Sexta-feira à noite. Cheguei novamente ao Rio de Janeiro para cobrir a segunda parte do Festival.  Maior correria para desembarcar, deixar as coisas no apartamento e ir para o cinema assistir ao pornô cult Garganta Profunda, aquele mesmo que fez maior estardalhaço no início da década de 70. A decepção? A sessão de meia-noite estava esgotada. A solução foi pegar a programação e tentar achar outro filme no mesmo horário em um cinema em Botafogo, onde eu estava, ou próximo. Acabou que o único disponível foi Testosterona, da Mostra Gay – que também esgotou logo em seguida.

Testosterona é um filme que começa interessante, até.
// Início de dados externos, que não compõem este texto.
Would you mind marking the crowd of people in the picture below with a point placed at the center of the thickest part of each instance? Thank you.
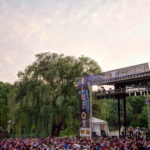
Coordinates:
(57, 143)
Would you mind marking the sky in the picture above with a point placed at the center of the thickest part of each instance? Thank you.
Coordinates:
(115, 33)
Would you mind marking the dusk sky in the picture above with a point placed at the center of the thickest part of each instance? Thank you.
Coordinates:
(116, 33)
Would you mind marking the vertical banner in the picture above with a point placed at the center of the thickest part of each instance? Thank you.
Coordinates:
(84, 107)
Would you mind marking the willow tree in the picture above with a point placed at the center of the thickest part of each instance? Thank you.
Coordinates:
(47, 91)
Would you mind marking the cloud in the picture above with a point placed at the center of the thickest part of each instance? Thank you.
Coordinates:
(115, 33)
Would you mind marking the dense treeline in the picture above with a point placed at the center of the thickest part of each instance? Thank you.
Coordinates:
(44, 100)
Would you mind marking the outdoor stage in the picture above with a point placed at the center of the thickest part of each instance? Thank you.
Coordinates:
(128, 81)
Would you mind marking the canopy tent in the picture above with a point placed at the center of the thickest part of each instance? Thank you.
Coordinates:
(99, 126)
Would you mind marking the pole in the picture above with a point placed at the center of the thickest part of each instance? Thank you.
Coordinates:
(119, 116)
(124, 106)
(148, 106)
(91, 108)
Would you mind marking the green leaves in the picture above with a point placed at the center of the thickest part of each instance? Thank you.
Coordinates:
(46, 93)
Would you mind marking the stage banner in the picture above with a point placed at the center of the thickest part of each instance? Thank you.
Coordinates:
(84, 107)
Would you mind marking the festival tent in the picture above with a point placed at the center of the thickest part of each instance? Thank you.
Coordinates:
(99, 126)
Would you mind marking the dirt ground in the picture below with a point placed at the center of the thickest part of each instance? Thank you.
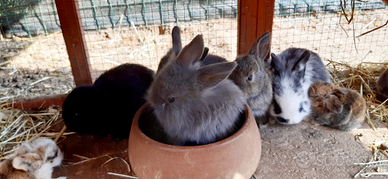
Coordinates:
(309, 151)
(299, 151)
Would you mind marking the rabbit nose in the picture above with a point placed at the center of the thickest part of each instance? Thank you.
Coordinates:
(282, 120)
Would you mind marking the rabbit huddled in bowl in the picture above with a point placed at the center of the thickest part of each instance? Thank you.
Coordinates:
(293, 71)
(108, 106)
(252, 75)
(35, 159)
(382, 84)
(195, 104)
(336, 107)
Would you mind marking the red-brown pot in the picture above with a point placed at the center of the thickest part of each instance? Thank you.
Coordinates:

Co-produção entre a Argentina e os Estados Unidos, apresenta o artista gráfico Dean (David Sutcliffe, de Sob o Sol de Toscana), um americano que encontra o amor no argentino Pablo Alesandro (Antonio Sabato Jr., que até nu frontal faz!), até o dia em que este vai embora sem deixar pistas.  Sofrendo muito, Dean então parte para a Argentina em busca do amado e, lá, se envolverá com a misteriosa Sofia (Celina Font) e terá de encarar a mãe do ex-namorado (interpretada por ninguém mais, ninguém menos que Sônia Braga). Cheio de reviravoltas inconvincentes, o filme é chato e bobo. Os atores estão bem (quem rouba a cena é Jennifer Coolidge, como a melhor amiga de Dean), mas o filme é ruim demais. O pior dos que assiti em todo o festival.

Chega sábado. O primeiro filme programado para o dia era O Método, nova produção do argentino Marcelo Piñeyro, o mesmo de Kamtchatka e Plata Quemada, que fizeram muito sucesso no circuito independente brasileiro. O filme, da mostra Foco Espanha, se mostrou uma delícia. Em uma sala são reunidos oito candidatos distintos que buscam um emprego. Nesta sala, passarão por testes em conjunto até que fique apenas um, aquele que será o contratado. Com humor afiado, atores competentíssimos (Eduardo Noriega, Natalia Verbeke, Pablo Echarri, entre outros) e direção perfeita de Piñeyro, o filme arrancou risadas do público. E, como de praxe, Piñeyro não deixou de dar suas alfinetadas costumeiras ao sistema. Ótimo filme.

Como decidi não ficar igual a um louco como na semana anterior, correndo de sessão para sessão, resolvi parar, almoçar e esperar com calma o próximo filme. Descobri que no cinema Palácio, na Cinelândia, estaria passando Garganta Profunda, da mostra Midnight Movies, o filme que eu tinha perdido no dia anterior. Como esta sala é enorme, eu sabia que a probabilidade da sessão estar esgotada era muito pequena. Mero engano... uma fila quilométrica, mas mesmo assim consegui entrar e assistir. Mas não é nada demais, é apenas um filme pornográfico engraçado e bastante rudimentar, que construiu sua fama graças às tentativas do governo americano de proibi-lo. Mas ver Garganta Profunda no cinema é para se falar com orgulho, em alto e bom som! Curiosamente, passou um curta obscuro sobre o filme que  não estava programado e que despertou a fúria de parte da platéia que tinha os horários rigidamente controlados.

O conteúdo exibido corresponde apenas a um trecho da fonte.